PW03-020 – A decade of ANTI-IL-1 therpay for CAPS in the UK

In October 2002, the first patient with CAPS was treated successfully with the anti-IL-1 agent anakinra at our Centre in the UK, and in 2009 a nationally funded canakinumab treatment service initiated for CAPS in England. By the end of 2012, 82 symptomatic individuals have been assessed at our Centre.

To describe our experience, and outcomes of 82 individuals with clinical CAPS, including treatment and natural history.

We examined all available medical and laboratory records.

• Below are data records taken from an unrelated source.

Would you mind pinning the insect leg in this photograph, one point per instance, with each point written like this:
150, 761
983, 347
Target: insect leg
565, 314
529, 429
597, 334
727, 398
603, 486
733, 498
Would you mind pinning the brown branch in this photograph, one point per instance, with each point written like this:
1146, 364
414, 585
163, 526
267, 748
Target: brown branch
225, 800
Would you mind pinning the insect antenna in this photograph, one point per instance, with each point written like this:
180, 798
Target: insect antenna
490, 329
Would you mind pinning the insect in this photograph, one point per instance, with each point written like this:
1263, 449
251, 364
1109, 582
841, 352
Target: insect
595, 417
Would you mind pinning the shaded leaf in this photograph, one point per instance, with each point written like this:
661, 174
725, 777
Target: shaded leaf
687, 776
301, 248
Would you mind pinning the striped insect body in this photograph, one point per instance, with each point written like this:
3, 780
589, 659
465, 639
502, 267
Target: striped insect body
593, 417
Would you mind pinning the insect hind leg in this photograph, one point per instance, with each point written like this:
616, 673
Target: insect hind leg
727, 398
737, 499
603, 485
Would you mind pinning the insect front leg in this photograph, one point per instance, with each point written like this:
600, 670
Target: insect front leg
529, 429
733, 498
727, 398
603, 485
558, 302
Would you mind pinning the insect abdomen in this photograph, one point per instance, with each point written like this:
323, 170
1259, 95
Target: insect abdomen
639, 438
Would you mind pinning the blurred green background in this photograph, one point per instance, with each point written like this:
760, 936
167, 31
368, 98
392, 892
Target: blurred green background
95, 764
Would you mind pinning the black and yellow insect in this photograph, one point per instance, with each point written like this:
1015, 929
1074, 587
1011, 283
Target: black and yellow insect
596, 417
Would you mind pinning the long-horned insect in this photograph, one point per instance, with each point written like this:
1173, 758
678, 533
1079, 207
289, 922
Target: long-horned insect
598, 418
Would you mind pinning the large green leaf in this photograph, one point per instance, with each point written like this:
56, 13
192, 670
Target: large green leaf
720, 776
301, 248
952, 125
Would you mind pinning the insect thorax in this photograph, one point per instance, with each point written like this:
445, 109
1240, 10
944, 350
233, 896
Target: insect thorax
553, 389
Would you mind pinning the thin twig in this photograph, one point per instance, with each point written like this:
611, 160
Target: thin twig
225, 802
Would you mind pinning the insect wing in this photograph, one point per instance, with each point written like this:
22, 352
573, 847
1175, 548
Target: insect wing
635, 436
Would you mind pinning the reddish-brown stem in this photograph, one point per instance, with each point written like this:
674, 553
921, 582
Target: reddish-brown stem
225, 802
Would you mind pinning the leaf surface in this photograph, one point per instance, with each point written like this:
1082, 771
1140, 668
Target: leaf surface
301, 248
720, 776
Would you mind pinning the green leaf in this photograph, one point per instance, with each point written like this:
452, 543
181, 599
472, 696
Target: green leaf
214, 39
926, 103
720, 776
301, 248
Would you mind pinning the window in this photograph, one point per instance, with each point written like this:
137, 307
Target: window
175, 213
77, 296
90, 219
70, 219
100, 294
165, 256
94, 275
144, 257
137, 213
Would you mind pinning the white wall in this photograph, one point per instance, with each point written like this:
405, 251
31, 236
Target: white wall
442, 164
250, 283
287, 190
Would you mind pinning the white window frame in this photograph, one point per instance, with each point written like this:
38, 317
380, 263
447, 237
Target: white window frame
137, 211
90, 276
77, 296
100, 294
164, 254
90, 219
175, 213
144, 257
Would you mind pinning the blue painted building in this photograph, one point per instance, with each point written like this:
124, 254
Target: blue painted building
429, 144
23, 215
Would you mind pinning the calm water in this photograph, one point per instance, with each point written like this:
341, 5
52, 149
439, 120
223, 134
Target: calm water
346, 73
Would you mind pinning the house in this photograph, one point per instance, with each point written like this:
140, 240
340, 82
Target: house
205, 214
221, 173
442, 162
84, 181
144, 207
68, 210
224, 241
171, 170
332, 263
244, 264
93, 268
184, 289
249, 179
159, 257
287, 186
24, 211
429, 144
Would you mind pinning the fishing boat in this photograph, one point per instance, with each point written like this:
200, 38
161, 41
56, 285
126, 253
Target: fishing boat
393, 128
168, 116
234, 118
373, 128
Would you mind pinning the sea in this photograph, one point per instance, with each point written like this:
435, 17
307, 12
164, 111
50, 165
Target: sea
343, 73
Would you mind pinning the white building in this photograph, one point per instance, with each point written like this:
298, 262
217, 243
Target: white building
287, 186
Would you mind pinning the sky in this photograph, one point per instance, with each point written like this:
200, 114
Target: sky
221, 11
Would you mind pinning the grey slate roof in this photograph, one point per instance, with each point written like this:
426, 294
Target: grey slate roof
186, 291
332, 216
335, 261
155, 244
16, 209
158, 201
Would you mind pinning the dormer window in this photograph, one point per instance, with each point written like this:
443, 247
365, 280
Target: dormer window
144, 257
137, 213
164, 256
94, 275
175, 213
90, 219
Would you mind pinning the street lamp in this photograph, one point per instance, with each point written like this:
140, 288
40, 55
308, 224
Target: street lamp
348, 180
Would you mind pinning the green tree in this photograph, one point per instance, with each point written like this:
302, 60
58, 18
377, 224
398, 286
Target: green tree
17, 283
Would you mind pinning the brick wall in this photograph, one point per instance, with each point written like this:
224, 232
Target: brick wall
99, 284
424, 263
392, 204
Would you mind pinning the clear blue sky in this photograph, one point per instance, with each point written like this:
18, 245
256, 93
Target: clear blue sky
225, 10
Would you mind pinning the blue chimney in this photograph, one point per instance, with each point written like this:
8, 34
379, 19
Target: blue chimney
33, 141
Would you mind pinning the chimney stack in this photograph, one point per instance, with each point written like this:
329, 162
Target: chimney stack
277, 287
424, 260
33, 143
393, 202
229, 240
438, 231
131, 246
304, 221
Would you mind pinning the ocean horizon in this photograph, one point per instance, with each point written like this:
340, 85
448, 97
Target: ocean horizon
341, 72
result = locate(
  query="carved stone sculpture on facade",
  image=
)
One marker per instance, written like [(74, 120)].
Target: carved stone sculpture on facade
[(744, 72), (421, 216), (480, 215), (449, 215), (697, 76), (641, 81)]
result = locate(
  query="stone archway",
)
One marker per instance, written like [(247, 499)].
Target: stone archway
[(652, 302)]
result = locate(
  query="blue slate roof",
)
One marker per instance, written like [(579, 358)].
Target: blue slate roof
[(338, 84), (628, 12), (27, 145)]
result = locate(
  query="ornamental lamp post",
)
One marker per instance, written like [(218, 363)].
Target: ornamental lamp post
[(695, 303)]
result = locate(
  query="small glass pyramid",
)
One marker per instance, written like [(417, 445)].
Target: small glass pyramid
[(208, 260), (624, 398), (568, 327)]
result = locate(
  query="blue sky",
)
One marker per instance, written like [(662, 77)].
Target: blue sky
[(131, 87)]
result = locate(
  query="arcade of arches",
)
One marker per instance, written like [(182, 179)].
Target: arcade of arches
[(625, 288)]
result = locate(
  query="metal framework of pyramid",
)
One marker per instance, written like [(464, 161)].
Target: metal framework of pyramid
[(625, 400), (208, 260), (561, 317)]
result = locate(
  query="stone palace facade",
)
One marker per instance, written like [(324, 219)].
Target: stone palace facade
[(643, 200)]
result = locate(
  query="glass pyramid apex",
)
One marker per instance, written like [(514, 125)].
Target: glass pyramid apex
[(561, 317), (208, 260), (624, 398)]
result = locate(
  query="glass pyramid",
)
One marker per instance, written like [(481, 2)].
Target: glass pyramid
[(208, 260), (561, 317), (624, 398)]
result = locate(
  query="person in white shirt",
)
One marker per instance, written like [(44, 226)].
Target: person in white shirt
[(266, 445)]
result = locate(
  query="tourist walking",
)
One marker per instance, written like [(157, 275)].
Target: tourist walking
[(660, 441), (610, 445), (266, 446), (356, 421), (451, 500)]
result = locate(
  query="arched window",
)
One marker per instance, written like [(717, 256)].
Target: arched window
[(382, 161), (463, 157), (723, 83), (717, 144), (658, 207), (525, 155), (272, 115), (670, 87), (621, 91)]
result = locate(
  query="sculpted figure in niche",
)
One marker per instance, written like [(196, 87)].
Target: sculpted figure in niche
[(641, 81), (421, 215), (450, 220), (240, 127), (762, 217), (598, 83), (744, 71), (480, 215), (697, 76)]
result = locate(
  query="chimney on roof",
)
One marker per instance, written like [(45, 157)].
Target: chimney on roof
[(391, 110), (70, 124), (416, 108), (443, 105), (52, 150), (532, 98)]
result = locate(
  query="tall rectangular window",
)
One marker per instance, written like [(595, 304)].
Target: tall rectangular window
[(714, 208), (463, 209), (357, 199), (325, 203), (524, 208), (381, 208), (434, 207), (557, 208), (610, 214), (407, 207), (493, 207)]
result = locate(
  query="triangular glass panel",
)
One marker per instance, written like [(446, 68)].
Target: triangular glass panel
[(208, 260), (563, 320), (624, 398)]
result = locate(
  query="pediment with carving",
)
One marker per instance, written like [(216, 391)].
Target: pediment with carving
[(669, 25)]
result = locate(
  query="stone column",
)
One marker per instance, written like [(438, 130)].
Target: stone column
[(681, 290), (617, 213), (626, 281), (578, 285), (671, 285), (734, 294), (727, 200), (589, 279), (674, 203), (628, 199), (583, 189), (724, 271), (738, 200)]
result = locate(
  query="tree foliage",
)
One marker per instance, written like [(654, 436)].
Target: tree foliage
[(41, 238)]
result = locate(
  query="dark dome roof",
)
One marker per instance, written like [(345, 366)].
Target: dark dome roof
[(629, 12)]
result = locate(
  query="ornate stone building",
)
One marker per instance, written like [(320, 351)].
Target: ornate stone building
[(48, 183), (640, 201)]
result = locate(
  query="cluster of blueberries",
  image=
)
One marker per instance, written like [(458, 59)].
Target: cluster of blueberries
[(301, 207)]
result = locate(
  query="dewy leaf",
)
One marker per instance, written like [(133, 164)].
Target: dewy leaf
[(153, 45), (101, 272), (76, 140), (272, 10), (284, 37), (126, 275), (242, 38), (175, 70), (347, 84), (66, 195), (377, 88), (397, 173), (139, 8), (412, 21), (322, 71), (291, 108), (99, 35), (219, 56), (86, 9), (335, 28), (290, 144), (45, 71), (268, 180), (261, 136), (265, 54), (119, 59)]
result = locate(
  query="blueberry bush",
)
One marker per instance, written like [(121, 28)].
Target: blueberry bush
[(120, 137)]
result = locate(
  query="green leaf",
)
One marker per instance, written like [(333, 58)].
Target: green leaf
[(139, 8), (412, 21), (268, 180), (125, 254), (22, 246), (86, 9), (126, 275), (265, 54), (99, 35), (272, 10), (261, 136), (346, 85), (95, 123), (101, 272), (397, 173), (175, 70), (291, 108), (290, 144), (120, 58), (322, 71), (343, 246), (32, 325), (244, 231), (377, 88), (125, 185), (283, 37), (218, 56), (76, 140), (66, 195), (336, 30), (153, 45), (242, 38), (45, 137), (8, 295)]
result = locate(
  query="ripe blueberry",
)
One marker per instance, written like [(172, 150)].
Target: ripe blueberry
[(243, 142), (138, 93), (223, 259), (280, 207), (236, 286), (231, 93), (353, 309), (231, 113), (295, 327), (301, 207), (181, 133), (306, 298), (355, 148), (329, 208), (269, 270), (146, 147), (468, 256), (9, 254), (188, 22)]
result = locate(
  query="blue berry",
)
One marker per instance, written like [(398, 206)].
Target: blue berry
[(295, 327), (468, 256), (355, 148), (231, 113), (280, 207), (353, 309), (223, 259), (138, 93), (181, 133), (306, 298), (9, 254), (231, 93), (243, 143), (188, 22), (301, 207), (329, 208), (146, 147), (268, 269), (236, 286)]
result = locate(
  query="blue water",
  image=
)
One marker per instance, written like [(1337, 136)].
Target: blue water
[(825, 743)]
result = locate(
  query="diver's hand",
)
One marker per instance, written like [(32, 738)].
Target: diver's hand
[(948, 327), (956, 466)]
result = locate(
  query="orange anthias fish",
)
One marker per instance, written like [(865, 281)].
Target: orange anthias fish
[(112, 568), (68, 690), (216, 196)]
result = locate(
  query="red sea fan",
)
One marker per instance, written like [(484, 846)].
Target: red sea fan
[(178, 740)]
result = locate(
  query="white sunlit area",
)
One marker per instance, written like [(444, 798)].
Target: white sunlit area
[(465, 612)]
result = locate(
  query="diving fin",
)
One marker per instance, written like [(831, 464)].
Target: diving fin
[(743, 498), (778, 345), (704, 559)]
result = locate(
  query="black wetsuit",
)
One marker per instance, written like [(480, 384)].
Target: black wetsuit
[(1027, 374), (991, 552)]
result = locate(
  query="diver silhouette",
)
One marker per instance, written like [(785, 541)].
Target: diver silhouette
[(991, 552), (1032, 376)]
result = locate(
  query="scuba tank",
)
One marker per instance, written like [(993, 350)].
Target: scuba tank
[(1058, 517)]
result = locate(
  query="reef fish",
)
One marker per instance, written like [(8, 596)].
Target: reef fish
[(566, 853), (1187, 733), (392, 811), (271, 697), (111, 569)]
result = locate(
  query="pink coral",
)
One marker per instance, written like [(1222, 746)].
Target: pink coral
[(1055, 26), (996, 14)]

Of 82 patients with clinical CAPS a pathogenic sequence variant (PSV) was detected in 77 (94%); 17 PSVs were identified, the commonest were R260W (27%), A439V (23%), T348M (17%), V198M (5%). 5 patients had no PSV detected on Sanger sequencing: 3 children with CINCA and 2 patients with adult onset clinical MWS. 90% were white, 8.5% South Asian and 1% African. 46 (56%) gave a positive family history. There were 8 CINCA cases, 4 MWS/CINCA overlap (75% T348M), 59 MWS (62% A439V, 31% R260W, 19% T348M, 5% V198M) and 11 FCAS (36% A439V, 27% R260W, 9% V198M). Hearing impairment was present in 31 (38%); 12/14 patients (86%) with T348M, 1/19 (5%) of A439V, 3/22 (14%) of R260W and 3/4 (75%) of V198M.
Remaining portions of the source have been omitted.